Anda, otro fan del rico y famoso.
—En este momento no —contestó de modo evasivo. Como su viejo padre solía decir antes de que rompieran la asociación y fuera arrestado, solo da información cuando sea en tu propio beneficio. Hablar sobre la casa le daba
referencias adicionales y de todos modos era de conocimiento público. Hablar de Pedro, eso era asunto de Pedro.
—¿Sabe? —siguió Larson, siguiéndola a través de lo que solía ser la entrada de servicio y yendo por el estrecho pasillo de la parte posterior de la casa—, he estado haciendo un poco de investigación y usted tiene un currículum bastante interesante.
Paula lo miró de reojo pero la atención de él al parecer estaba en la puerta del sótano al que se acercaban.
—¿Ah sí? Pensaba que sólo algo de seguridad corriente y un poco de restauración en arte.
—Qué va. Hace dos meses ayudó a frustrar un robo en el Museo Metropolitano de Arte en Nueva York.
—Hice una llamada de teléfono —respondió ella. De todos modos, aquella era la historia pública—. Mi padre frustró el robo.
—Sí, el famoso Martin Chaves. Me quedé bastante sorprendido al leer que no estaba muerto, como se había informado extensamente.
Paula se encogió de hombros, manteniendo una postura relajada aunque su sentido arácnido estaba empezando a hormiguear. Si este tipo era un encargado del museo de bajo nivel ella era la Mujer Maravillas.
—Martin solía ser un ladrón de guante blanco; el sigilo era su MO.modus operandi
—Claro. Usted también resolvió un misterio en el que estaban implicados unos cuadros robados del señor Alfonso y algo sobre un robo y un asesinato en Florida que también resolvió.
—Qué puedo decir. Soy buena en mi trabajo.
—A un nivel bastante milagroso.
Paula se detuvo, bloqueándole el paso al bajar los últimos escalones hasta el sótano.

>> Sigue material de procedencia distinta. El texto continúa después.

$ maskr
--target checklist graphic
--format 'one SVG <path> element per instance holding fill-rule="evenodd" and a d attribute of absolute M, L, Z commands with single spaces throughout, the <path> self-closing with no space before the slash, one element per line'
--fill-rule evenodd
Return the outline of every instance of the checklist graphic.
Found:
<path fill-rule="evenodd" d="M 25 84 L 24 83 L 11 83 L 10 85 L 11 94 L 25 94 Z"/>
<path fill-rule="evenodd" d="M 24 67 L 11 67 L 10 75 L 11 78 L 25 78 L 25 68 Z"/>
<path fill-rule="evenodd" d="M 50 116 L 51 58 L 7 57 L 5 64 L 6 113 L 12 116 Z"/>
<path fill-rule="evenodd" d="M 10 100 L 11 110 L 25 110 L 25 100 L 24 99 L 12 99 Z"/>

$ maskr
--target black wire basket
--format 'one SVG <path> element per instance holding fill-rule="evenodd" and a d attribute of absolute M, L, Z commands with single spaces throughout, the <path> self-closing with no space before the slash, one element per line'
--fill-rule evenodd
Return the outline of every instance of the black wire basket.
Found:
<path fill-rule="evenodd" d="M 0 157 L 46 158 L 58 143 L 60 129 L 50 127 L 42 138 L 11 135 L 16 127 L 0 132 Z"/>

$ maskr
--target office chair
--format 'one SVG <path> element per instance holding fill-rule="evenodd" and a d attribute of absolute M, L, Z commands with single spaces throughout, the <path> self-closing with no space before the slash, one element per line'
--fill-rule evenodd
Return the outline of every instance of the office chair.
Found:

—Sabe, ahora que lo pienso, sí que tengo un currículum interesante. Mi proyecto con Pedro es ponerme en contacto con los conservadores de la mayor parte de los más renombrados museos de Europa. ¿Y sabe algo más?
—Yo...
—Casi tengo memoria fotográfica. Si veo un rostro u oigo un nombre, prácticamente lo recuerdo. Pero es bastante raro que no recuerde haber oído su nombre antes de que me lo diera esta mañana.
Él frunció el ceño.
—Eso es...
—Así que a mi parecer eso significa que o está estafándome a mí y al V&A, lo cual me desagrada un poco, o es un poli. ¿Cuál es, Henry Larson?
—Poli —contestó con rigidez e intensificando el ceño.
—¿La placa? —le contestó tendiendo la mano.
Alargando la mano hacia el bolsillo interior de la chaqueta, la sacó y se la tendió.
—Scotland Yard —dijo ella tranquilamente, como si hubiera esperado eso exactamente. Fantástico—. Entonces, inspector Larson, ¿qué está haciendo fingiendo ser un conservador de museo?
—Deberíamos sentarnos —le dijo, todavía con aspecto abatido porque lo hubiera descubierto—. Y tomar un té, esto puede llevar un rato.